Overview
Data Science Career Advancement
Immerse yourself in a dynamic environment where innovative solutions are the norm.
Responsibilities
- Contribute to building cutting-edge machine learning models that propel business growth and optimize operations.
- Collaborate with experienced professionals to develop and deploy data-driven solutions, enhancing customer experiences and driving strategic decision-making.
- Develop and maintain large-scale data platforms using Databricks, ensuring seamless integration with AzureML and MLflow.

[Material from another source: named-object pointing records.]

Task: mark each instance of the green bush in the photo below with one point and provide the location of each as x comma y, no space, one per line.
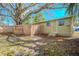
57,49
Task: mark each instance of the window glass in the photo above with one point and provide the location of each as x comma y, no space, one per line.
48,23
61,22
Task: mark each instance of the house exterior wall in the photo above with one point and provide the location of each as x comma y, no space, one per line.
54,28
49,27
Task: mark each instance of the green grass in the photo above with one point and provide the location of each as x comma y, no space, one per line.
9,49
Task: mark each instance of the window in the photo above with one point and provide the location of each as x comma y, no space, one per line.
61,22
48,24
76,29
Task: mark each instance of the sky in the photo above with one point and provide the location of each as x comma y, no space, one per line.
49,15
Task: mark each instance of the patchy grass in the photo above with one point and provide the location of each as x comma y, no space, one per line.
9,49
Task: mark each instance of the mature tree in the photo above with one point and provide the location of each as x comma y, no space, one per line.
73,8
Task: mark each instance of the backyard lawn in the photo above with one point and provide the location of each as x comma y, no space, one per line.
38,45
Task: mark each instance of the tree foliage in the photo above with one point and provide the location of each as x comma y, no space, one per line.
21,11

- Design and implement sophisticated machine learning models, leveraging Python and relevant libraries such as pandas and scikit-learn.
- Work closely with cross-functional teams to embed deployed models into company processes, fostering a culture of collaboration and knowledge sharing.
Requirements
- Advanced degree (MSc or PhD) in a relevant field, such as computer science, data science, physics, or engineering.
- Proven expertise in machine learning theory and its practical application, with a strong foundation in algorithms for classification, regression, and other data science problems.
- At least 4 years of experience in a similar data science or ML engineering role, with a focus on MLOps and hyperparameter tuning.
- Proficiency in programming languages, including Python, and familiarity with popular libraries like pandas and scikit-learn.
- Excellent communication and interpersonal skills, with the ability to convey complex ideas clearly and precisely to diverse audiences.
Benefits
- Hybrid working model, combining office days with flexible home work arrangements.
- Comprehensive benefits package, including health insurance, life insurance, and training opportunities.
- Opportunities for professional growth and development, with a focus on self-improvement and staying up-to-date with industry trends.
Join our dynamic team and embark on a career journey that combines technical expertise with strategic vision, driving innovation and excellence in the field of data science.